Она. Должна. Была. Жить.
— Этого не может быть.
Нет-нет-нет-нет. Не верю.
— Ты должна вернуться домой, Джил, всеми силами, ты слышишь меня? Твоя мать не справится с болью, — Элисон умудряется обхватить мое лицо ладонями и потянуть на себя, чтобы прижаться прохладными губами к моим губам и тут же исчезнуть в руках подоспевшего надсмотрщика, грубо схватившего ее за короткие волосы и повалившего на землю. Ее отчаянные крики вырывают меня из оцепенения, и я тяну руки в ее сторону, желая помочь, но оказываясь совершенно беспомощной. Он удерживает ее за волосы и тащит по земле, все дальше от меня, в то время как она крепко держит его за кулак и пытается оттолкнуться ногами.

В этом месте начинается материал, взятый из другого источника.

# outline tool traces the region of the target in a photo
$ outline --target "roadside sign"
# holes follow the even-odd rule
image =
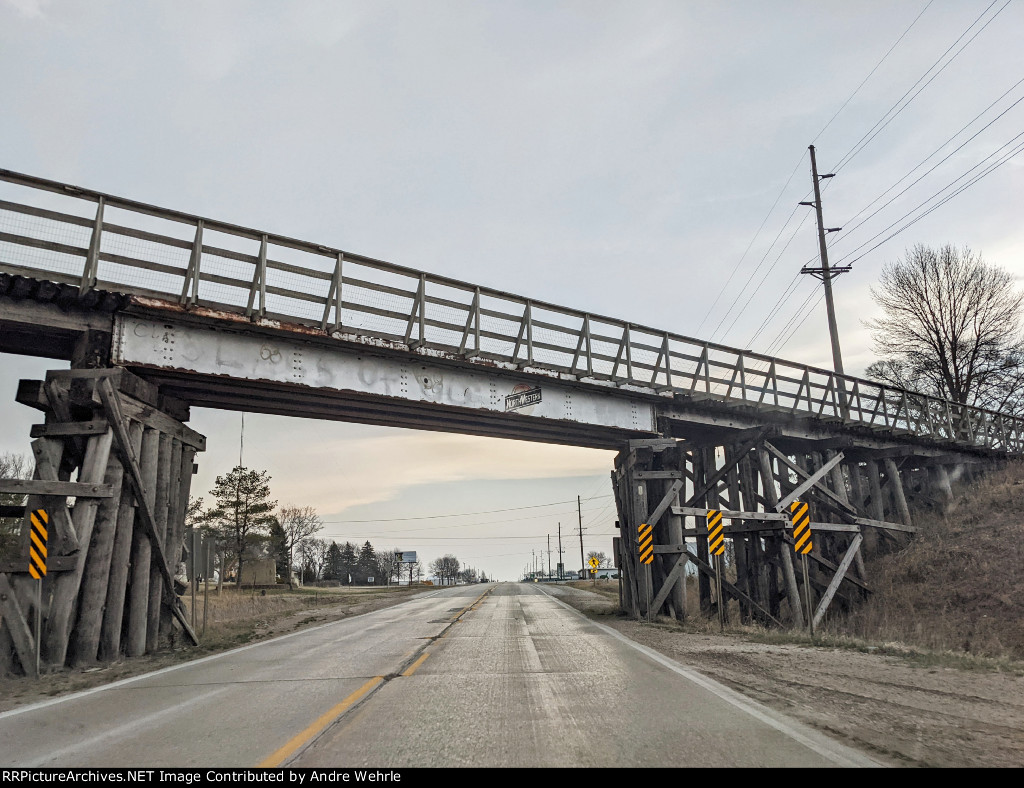
[[[640,563],[654,563],[654,528],[647,523],[640,523],[637,529],[637,536],[640,540]]]
[[[708,509],[708,552],[725,555],[725,526],[722,525],[722,513],[717,509]]]
[[[811,507],[804,501],[793,501],[789,511],[789,519],[793,522],[793,550],[800,555],[807,555],[814,548],[811,540]]]
[[[28,573],[36,580],[42,580],[46,576],[46,529],[50,517],[45,509],[36,509],[29,515],[29,520],[32,527],[29,531]]]
[[[590,560],[589,560],[589,561],[587,561],[587,563],[588,563],[588,564],[590,564],[590,568],[591,568],[591,569],[597,569],[598,565],[599,565],[599,564],[600,564],[601,562],[597,560],[597,556],[593,556],[593,555],[592,555],[592,556],[590,556]]]

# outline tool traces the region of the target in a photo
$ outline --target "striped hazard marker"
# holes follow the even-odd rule
[[[811,540],[811,507],[804,501],[793,501],[789,505],[789,519],[793,523],[793,549],[799,555],[807,555],[814,549]]]
[[[654,563],[654,528],[647,523],[641,523],[637,529],[637,536],[640,542],[640,563]]]
[[[32,527],[29,531],[28,573],[36,580],[46,576],[46,528],[50,517],[44,509],[36,509],[29,515]]]
[[[725,555],[725,526],[722,525],[722,513],[717,509],[708,509],[708,552]]]

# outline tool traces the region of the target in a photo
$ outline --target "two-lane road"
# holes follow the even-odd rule
[[[502,583],[0,714],[0,765],[875,764]]]

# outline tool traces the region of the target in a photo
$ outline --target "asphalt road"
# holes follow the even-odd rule
[[[2,766],[871,766],[535,585],[394,607],[0,714]]]

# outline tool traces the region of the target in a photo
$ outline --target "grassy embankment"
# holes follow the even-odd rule
[[[1024,464],[974,484],[954,485],[954,500],[913,512],[916,537],[867,562],[874,593],[855,609],[826,616],[819,645],[899,654],[923,664],[1024,671]],[[727,570],[728,573],[728,570]],[[617,581],[573,583],[617,602]],[[687,588],[686,631],[718,630],[697,610],[696,579]],[[810,642],[801,632],[739,626],[768,642]],[[658,626],[679,626],[659,619]]]

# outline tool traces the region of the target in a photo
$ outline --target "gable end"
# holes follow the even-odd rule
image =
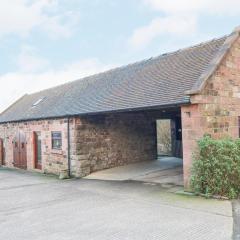
[[[199,94],[207,84],[208,79],[215,73],[218,66],[223,61],[224,57],[227,55],[228,51],[231,49],[233,44],[237,41],[240,35],[240,26],[235,28],[231,35],[227,37],[224,44],[218,51],[217,55],[210,62],[208,68],[201,74],[199,79],[194,84],[193,88],[189,91],[185,91],[186,95]]]

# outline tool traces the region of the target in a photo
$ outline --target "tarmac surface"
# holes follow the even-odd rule
[[[230,201],[159,184],[56,177],[0,168],[0,239],[230,240]]]

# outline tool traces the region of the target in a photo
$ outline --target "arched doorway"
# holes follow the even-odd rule
[[[17,168],[27,168],[26,136],[19,131],[13,139],[13,164]]]

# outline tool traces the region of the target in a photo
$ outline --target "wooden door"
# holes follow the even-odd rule
[[[0,165],[5,165],[4,155],[3,139],[0,138]]]
[[[26,136],[18,132],[13,140],[13,164],[17,168],[27,168],[27,146]]]
[[[37,169],[42,169],[42,140],[41,132],[33,133],[34,165]]]

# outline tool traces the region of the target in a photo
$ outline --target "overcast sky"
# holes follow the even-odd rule
[[[0,111],[25,93],[230,33],[240,0],[0,0]]]

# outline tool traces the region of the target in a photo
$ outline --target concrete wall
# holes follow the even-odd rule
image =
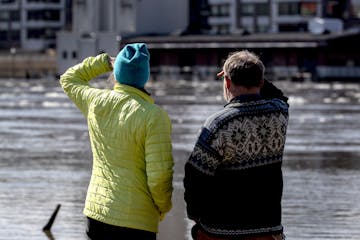
[[[185,30],[188,24],[188,8],[188,1],[138,1],[136,33],[166,34]]]
[[[116,56],[118,52],[118,41],[115,33],[99,33],[82,37],[73,32],[59,32],[57,46],[58,75],[89,56],[96,56],[102,52]]]
[[[57,73],[60,75],[65,70],[78,62],[77,38],[70,32],[59,32],[57,34],[56,62]]]

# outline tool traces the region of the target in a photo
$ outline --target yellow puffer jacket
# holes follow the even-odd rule
[[[158,231],[171,208],[171,122],[145,92],[88,82],[111,71],[109,56],[89,57],[60,78],[65,93],[87,118],[93,169],[84,214],[128,228]]]

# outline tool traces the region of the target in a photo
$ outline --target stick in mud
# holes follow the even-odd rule
[[[54,221],[55,221],[56,215],[57,215],[60,207],[61,207],[61,204],[58,204],[58,205],[56,206],[56,209],[55,209],[55,211],[53,212],[53,214],[51,215],[48,223],[43,227],[43,229],[42,229],[43,231],[50,231],[50,229],[51,229],[51,227],[52,227],[52,225],[53,225],[53,223],[54,223]]]

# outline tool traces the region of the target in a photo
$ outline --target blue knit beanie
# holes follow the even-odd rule
[[[144,43],[127,44],[116,56],[115,79],[122,84],[144,88],[150,77],[150,54]]]

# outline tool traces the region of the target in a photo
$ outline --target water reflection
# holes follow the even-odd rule
[[[97,83],[104,85],[102,83]],[[283,223],[288,239],[360,236],[359,84],[278,83],[290,96]],[[150,86],[173,122],[173,209],[159,240],[190,239],[183,166],[200,125],[224,104],[220,82]],[[82,215],[91,154],[86,121],[57,82],[0,81],[0,239],[85,239]]]

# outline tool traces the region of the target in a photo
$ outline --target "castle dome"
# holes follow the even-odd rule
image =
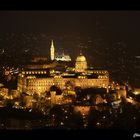
[[[87,69],[87,61],[84,55],[80,54],[76,58],[75,71],[84,72]]]
[[[86,58],[85,58],[84,55],[79,55],[79,56],[77,56],[76,61],[78,61],[78,62],[85,62]]]

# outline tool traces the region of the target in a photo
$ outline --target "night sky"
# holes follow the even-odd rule
[[[98,31],[101,32],[98,32]],[[42,32],[47,35],[103,35],[140,46],[140,11],[0,11],[0,33]]]

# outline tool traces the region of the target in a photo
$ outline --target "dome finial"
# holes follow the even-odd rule
[[[80,50],[80,56],[82,55],[82,50]]]

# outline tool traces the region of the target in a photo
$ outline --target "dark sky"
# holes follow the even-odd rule
[[[140,12],[135,11],[0,11],[1,31],[90,31],[98,21],[112,31],[139,31]]]
[[[0,33],[94,36],[97,28],[110,39],[140,46],[140,11],[0,11]]]

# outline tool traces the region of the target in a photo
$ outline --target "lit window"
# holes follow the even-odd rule
[[[22,74],[25,74],[25,72],[23,71]]]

Наконец, ее крики надоедают ему, и сквозь пелену слез, с разрывающей сердце болью, я наблюдаю за тем, как он склоняется над ней и раз за разом опускает тяжелый кулак на ее лицо, заставляя ее затихнуть.
Все эти известия, это зрелище лишают меня последних сил, и я обреченно оседаю на землю, скользя щекой по решетке и захлебываясь в слезах. Сжимаюсь в комочек, сотрясаясь в рыданиях и проклиная этот мир, Господина, что таким жестоким образом обманул меня, предал, став непосредственной причиной смерти Айрин, ведь он обещал, говорил, что деньги перечислены. Ведь я верила его словам, послушно выполняя условия контракта и считая себя обязанной ему.